4. Evidence-surface audit
For CFD-AI/SciML, check these surfaces explicitly:
- physical problem: governing variables, geometry/domain, BC/IC, regime, nondimensional numbers;
- numerical data: solver/fidelity, mesh/grid, timestep/CFL, convergence, train/val/test split;
- ML method: input/output map, architecture, normalization, loss terms, physics location, optimizer, uncertainty;
- validation: leakage-safe split, held-out geometry/Re/BC/mesh/time horizon, OOD/noise/sparse-sensor stress;
- metrics: relative L2/RMSE/MAE plus physical diagnostics and QoIs;
- baselines: classical CFD/ROM/interpolation/closure and same-scope ML baselines;
- figures: GT/input/pred/error, same color scale, quantitative caption, diagnostic/failure panel;
- deployment: runtime, memory, hardware, solver-coupled cost, fallback policy.
5. Action plan
Convert audit findings into fixes:
- required experiment;
- required table/figure;
- safer wording;
- manuscript location to edit;
- minimum evidence needed to remove the risk.
Output schema
Use the full template for serious audits.
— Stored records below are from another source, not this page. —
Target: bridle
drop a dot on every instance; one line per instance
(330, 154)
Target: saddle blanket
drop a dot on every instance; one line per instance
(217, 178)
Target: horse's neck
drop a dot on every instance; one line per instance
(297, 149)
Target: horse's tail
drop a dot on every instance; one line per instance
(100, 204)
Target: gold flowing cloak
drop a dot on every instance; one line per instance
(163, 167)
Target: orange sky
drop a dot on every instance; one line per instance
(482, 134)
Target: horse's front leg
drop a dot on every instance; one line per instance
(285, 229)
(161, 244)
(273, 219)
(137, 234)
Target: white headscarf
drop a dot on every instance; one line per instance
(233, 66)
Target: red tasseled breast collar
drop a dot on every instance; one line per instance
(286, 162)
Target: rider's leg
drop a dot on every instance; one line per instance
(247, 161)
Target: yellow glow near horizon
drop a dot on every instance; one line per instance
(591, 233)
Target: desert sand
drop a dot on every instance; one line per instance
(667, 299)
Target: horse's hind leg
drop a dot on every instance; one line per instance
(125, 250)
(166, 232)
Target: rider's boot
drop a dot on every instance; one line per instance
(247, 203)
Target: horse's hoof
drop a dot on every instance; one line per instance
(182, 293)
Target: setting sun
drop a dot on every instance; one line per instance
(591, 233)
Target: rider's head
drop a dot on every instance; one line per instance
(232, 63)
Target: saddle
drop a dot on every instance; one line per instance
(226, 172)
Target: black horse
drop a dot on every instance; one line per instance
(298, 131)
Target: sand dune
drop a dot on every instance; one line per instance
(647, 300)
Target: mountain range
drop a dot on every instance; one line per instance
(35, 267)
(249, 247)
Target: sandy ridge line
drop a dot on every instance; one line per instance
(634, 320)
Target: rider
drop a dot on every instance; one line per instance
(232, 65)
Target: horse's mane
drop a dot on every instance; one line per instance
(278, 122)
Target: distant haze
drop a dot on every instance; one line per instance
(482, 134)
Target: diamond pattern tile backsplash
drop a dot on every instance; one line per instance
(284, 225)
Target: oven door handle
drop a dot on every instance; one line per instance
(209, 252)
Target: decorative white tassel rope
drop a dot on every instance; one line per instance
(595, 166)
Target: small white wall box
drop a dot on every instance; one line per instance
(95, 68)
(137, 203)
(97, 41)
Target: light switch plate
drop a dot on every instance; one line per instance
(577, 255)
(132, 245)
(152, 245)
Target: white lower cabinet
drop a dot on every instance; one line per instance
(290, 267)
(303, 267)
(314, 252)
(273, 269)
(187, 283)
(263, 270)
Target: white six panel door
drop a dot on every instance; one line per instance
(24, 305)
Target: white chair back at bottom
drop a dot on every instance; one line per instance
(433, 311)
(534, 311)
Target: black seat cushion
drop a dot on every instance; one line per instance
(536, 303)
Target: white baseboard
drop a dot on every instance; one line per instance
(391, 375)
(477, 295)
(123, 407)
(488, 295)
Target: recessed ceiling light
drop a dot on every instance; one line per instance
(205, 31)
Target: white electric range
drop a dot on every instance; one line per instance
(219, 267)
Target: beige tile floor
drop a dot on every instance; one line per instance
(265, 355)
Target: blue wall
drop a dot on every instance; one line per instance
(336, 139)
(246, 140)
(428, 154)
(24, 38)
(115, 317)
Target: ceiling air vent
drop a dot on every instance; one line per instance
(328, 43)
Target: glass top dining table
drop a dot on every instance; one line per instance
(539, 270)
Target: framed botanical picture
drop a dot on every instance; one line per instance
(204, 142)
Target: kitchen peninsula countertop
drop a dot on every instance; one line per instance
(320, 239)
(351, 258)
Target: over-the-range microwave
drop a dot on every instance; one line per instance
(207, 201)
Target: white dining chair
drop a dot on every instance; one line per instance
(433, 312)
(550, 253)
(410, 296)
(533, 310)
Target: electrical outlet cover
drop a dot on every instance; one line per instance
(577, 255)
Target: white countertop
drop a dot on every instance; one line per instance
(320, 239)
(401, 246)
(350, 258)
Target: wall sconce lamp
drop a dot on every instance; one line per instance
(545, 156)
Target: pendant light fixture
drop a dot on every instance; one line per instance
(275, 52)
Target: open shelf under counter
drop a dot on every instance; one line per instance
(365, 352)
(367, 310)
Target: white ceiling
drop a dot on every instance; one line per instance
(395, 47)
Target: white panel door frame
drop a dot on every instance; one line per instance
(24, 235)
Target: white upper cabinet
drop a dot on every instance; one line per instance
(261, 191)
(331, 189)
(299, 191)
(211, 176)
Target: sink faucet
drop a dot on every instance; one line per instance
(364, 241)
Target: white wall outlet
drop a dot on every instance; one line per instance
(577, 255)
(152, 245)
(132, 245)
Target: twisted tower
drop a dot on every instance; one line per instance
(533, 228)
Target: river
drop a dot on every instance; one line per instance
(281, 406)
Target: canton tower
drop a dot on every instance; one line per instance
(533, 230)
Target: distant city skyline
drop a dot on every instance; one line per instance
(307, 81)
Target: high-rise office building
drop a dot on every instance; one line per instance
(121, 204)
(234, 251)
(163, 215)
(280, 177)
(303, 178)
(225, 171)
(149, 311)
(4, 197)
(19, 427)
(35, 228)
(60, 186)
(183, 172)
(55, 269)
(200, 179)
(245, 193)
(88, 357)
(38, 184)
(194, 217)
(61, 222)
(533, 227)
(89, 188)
For short responses, preserve the same fields in compressed form.
Gate summary
| Gate | Decision | Reason |
|---|
| Submission readiness | accept / revise / reject-risk | |
| Fatal issues | count | |
| Major issues | count | |
| Highest-risk claim | claim text | |
Reviewer-risk ledger
| Severity | Claim / issue | Evidence supplied | Missing evidence | Likely reviewer objection | Required fix | Safer wording |
|---|
Evidence-surface checklist
| Surface | Present? | Missing/TODO | Why reviewers care |
|---|
Action list
| Priority | Fix | Artifact to add | Claim rescued |
|---|
Anti-patterns
- Producing a polite peer review without a gate decision.
- Listing “more baselines” without naming the baseline class and same-scope condition.
- Treating missing solver/mesh/BC/split details as cosmetic.
- Accepting pretty contour plots without physical diagnostics, error maps, QoIs, or failure cases.
- Saying “generalization” from random snapshots.
- Saying “physics-informed” without identifying whether physics enters loss, architecture, constraints, data, or evaluation.
- Rewriting overclaims into smoother prose while leaving evidence gaps unresolved.
- Inventing exact details to make the paper look complete.
Verification
- Every Fatal/Major issue maps to a claim or missing evidence surface.
- Every loaded adjective is either removed, bounded, or paired with evidence.
- Unknowns are marked as TODO, not filled from memory.
- The audit produces at least one concrete experiment/table/figure fix for each Fatal issue.
- The final decision is harsher than the prose if evidence is missing. Niceness is not evidence.